Par exemple, en Pologne, il est capital de proposer des mécaniques de paiement à la livraison, au risque de se couper de la majorité du marché. En Italie, il y a Cartasi, qui permet de payer sans carte bleue, simplement en changeant de l’argent comptant dans un bureau de tabac contre une carte permettant de payer en ligne. En France, cela peut être des règlements par chèque ou un paiement en plusieurs fois. Quoi qu’il arrive, le parcours clients doit rester simple.

Les bitcoins ont été implémentés sur la plateforme en septembre 2014. Quel bilan en tirez-vous ?

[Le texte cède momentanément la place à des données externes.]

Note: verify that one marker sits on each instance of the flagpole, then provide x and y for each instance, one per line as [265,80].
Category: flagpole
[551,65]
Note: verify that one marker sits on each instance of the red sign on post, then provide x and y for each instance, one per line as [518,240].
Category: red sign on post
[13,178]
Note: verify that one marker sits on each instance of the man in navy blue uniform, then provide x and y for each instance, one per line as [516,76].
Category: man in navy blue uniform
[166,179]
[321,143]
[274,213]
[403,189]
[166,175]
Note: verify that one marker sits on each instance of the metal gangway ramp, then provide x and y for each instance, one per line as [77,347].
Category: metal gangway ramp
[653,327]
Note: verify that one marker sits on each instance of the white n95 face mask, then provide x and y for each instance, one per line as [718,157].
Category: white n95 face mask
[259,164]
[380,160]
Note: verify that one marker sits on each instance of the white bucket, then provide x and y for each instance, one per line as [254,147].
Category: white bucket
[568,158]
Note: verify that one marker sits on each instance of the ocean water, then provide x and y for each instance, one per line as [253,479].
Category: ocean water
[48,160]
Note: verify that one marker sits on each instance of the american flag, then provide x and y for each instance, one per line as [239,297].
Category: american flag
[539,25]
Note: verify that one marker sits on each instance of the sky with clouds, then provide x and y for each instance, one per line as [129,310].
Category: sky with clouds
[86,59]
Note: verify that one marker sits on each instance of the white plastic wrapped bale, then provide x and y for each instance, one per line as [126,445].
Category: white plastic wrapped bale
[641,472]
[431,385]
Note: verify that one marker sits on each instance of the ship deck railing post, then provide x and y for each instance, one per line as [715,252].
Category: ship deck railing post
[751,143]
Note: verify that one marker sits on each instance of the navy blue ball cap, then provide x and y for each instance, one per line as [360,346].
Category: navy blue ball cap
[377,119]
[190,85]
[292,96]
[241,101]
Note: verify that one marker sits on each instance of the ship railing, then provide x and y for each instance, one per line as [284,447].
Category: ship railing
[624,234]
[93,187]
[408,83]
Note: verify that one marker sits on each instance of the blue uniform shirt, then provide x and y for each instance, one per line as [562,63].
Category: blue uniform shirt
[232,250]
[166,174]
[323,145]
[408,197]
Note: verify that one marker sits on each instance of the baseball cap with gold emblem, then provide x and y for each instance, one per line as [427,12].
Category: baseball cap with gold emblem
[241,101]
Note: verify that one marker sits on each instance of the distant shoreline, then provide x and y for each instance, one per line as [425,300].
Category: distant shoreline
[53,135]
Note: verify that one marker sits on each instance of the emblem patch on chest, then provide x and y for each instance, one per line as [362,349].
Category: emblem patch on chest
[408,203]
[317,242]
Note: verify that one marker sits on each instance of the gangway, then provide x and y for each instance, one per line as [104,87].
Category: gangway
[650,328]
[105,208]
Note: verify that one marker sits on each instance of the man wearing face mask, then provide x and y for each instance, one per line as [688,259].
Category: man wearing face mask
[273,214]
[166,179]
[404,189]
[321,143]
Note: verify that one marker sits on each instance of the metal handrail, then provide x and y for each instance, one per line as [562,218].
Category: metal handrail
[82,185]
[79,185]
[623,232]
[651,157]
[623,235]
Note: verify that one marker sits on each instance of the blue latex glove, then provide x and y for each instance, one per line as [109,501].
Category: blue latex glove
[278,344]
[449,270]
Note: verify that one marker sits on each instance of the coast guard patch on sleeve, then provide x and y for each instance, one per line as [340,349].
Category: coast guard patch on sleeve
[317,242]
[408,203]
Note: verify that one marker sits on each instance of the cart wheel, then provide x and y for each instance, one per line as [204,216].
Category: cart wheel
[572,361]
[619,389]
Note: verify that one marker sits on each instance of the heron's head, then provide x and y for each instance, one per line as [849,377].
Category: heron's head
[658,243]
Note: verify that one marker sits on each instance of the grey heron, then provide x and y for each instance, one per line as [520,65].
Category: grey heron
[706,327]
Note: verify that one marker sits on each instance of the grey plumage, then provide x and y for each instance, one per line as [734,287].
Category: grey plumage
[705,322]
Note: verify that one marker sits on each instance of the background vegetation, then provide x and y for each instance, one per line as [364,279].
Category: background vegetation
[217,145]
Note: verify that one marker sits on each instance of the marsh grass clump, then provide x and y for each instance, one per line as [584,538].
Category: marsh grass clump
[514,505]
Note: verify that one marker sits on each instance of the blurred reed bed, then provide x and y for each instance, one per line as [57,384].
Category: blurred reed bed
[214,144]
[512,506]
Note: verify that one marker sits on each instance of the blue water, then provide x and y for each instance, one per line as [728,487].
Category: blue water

Les intérêts du bitcoin sont multiples. Il permet de proposer un moyen de paiement à très faible commission, en phase avec l’économie collaborative, très innovant. Nous sommes le premier grand site marchand en Europe à proposer de payer avec cette monnaie. Chaque mois, les bitcoins représentent entre 400 et 500 transactions. Cela reste modeste par rapport à notre volume global mensuel de près d’1 million de transactions, mais nous recrutons ainsi entre 400 à 500 nouveaux clients sur notre site. Je crois aux bitcoins car de nombreux pans de l’économie ont été disruptés et, pour l’heure, seule la monnaie ne l’a pas été.

Showroomprivé dispose d’une activité voyages. Acceptez-vous les paiements par chèques vacances ?

Bien sûr, nous ne pouvons pas nous en passer. Nous acceptons les chèques vacances papier. En France, les consommateurs sont très adeptes des chèques cadeaux. Pour nous, cela représente du chiffre d’affaires supplémentaire. C’est assez compliqué à gérer mais cela représente un volume de paiements très important. En réalité, ces modes de règlement nous demandent de plus en plus de moyens humains, cela peut donc avoir deux significations : soit nous en faisons une mauvaise gestion, soit c’est un moyen de paiement en croissance. J’opte pour la deuxième hypothèse.